In quest’ottica, del resto, è stata creata la sinergia informativa della Santa Sede, portando su un’unica pagina in cinque lingue le notizie dalle diverse fonti vaticane direttamente al fruitore, senza obbligarlo a cercarle sui diversi siti (L’Osservatore Romano, Radio Vaticana e così via). Tutte insieme dunque su una piattaforma, news.va, unica. Da cosa nasce cosa, e da news.va è nata anche la cosiddetta Pope-app, che qualcuno ha definito “il Papa in tasca”: è l’applicazione per tablet e cellulari che permette di leggere informazioni, vedere filmati e seguire le dirette. Ricordo anche che il primo videomessaggio pronunciato l’altro giorno da Papa Francesco in inglese, in occasione della conferenza nelle Filippine, postato su Facebook ha avuto 250.000 condivisioni nelle prime tre ore e mezza!
La trasformazione nel campo della comunicazione e dei nuovi media si attua più a livello culturale che a livello di tecnologia: giovani e giovanissimi si formano, studiano, cercano informazioni e creano relazioni in modi molto diversi rispetto alle generazioni precedenti. Nessuno sa dove questo porterà. La realtà dei social media è in continua evoluzione e continuamente cambia: non solo cambia se stessa, ma cambia noi, il nostro modo di fare comunità, di costruire relazioni, di essere Chiesa in termine di manifestazione della Chiesa nel mondo.

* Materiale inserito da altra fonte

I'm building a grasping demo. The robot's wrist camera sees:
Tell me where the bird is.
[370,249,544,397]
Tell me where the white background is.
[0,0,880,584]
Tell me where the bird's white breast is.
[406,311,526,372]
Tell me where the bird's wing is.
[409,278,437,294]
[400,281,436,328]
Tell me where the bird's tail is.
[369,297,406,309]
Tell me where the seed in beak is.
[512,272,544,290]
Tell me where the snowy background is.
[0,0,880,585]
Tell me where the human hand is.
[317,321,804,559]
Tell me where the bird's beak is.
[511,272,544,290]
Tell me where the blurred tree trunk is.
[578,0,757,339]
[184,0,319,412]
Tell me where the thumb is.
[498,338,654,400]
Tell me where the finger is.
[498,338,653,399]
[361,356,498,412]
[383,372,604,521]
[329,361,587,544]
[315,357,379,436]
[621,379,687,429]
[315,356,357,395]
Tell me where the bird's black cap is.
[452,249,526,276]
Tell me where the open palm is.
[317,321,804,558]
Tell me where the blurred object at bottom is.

Per questo c’è bisogno, come diceva Benedetto XVI, anche di una riflessione teologica in tutto questo. Bisogna riflettere su come essere presenti nel continente digitale, e su come farlo in modo efficace: come per le missioni di un tempo in continenti sconosciuti, anche oggi tutto deve iniziare dalla conoscenza della lingua e della cultura del luogo in cui si desidera portare il Vangelo. Questo vale anche per la cultura e i linguaggi del nuovo continente digitale da evangelizzare e in cui inculturare il messaggio evangelico. Dobbiamo chiederci cosa poter imparare, che cosa di questa cultura è compatibile col cristianesimo, cosa è già ben adatto a esso, e cosa invece bisogna modificare. Come dice Papa Francesco occorre essere cittadini in questa arena, non ritirarsi ai margini, ma abitarla e contribuire con la fede a plasmare l’ambiente. Molta gente ormai passa tanta parte del proprio tempo nei social media, investendovi la vita: se la Chiesa non fosse anche lì, mancherebbe di incontrare queste persone.
Nel cammino dei nuovi media noi cristiani siamo pellegrini con il resto della gente. Papa Francesco suggeriva di non correre troppo avanti, né di rimanere eccessivamente indietro, ma piuttosto di camminare insieme. Accompagniamo gli altri a incontrare Cristo con pazienza, attenzione e genuinità, assumendoci la responsabilità della relazione, entrando nella cultura dell’interlocutore e nel suo linguaggio, parlando di fede in maniera sincera e con verità.